Se trent’anni fa il tema del riciclo era considerato una questione importante a causa dell’elevata produzione di rifiuti (1.462 milioni di tonnellate di rifiuti industriali più quelli domestici a livello mondiale e solo in Italia 97 milioni di tonnellate), oggi più che mai il tema è al centro del presente e del futuro del nostro pianeta.
All’epoca si era già consapevoli che il riciclo, soprattutto di alcuni materiali come alluminio, Pet, vetro e carta, era l’unica via percorribile per la salvaguardia dell’ambiente. Si cominciava a guardare con preoccupazione crescente ai danni causati dalla diffusione delle microplastiche e alle difficoltà di smaltimento.
Nei primi anni novanta, il mondo era letteralmente sommerso dagli scarti prodotti e questo emerge anche dal confronto tra i dati del periodo, spesso imprecisi a causa della mancanza di strumenti adeguati, e quelli odierni (venivano registrati circa 1,5 milioni di tonnellate di rifiuti industriali nel mondo, mentre oggi sappiamo che nel 2019, solo in Europa, sono stati prodotti circa due miliardi di tonnellate, stando ai dati dell’Epa, Agenzia per la Protezione dell’Ambiente).
L’Italia ha sempre rappresentato un caso particolare nel panorama mondiale, rispetto allo smaltimento dei rifiuti. Il confronto tra il 1993 e oggi mostra una lenta presa di coscienza e un netto miglioramento nel trattamento dei materiali di scarto. Basti pensare che su circa 94 milioni di tonnellate di rifiuti solo il 20% veniva riciclato, mentre l’80% arrivava in discarica.
Nonostante il volume di rifiuti oggi sia raddoppiato, il nostro paese risulta essere il migliore in Europa per capacità di valorizzare i rifiuti secondo Comieco, il Consorzio nazionale per il recupero e il riciclo degli imballaggi.
I dati relativi alla produzione di rifiuti vengono raccolti dall’Ispra, l’Istituto Superiore per la Produzione e la Ricerca Ambientale, che ogni anno raccoglie i moduli Mud, la dichiarazione che enti pubblici e aziende hanno l’obbligo di presentare. In questo modo è possibile avere un quadro dettagliato della produzione e della raccolta in ogni singolo comune.
Nel 1997, con il decreto Ronchi, sono stati introdotti i consorzi obbligatori per la gestione dei rifiuti. A questi, con il tempo, si sono aggiunte associazioni e società che gestiscono la raccolta dei rifiuti speciali e da lì è iniziata una gestione più organizzata.

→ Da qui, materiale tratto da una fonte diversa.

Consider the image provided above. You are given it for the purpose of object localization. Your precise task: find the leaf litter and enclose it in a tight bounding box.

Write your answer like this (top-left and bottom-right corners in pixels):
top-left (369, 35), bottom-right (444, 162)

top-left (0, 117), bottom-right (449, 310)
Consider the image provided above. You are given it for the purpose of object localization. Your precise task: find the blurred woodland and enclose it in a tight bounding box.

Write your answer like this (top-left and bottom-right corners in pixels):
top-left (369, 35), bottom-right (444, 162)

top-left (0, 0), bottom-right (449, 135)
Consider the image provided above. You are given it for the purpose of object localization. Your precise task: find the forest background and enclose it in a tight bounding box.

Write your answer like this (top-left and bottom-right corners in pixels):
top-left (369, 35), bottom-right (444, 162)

L’Istat rileva, inoltre, che l’economia dei rifiuti (riciclo, riuso e riparazione) produce l’1,1% del prodotto interno lordo, alimentando investimenti e l’occupazione nel settore. Questo fa dell’Italia la nazione trainante in Europa nella promozione dell’economia circolare, che prevede uno smaltimento sostenibile attraverso il riutilizzo delle materie prime e dell’energia impiegate nel processo di recupero.
L’impegno profuso da istituzioni e aziende per favorire il riciclo ha dato impulso a uno sviluppo tecnologico volto al miglioramento dei processi di trasformazione degli scarti, portando il nostro paese in una posizione d’avanguardia.
Dato che le nuove tecnologie digitali saranno sempre più indispensabili per la valorizzazione dei rifiuti e il loro reinvestimento come fonte di ricchezza, sarà necessario un impegno sempre maggiore in questa direzione.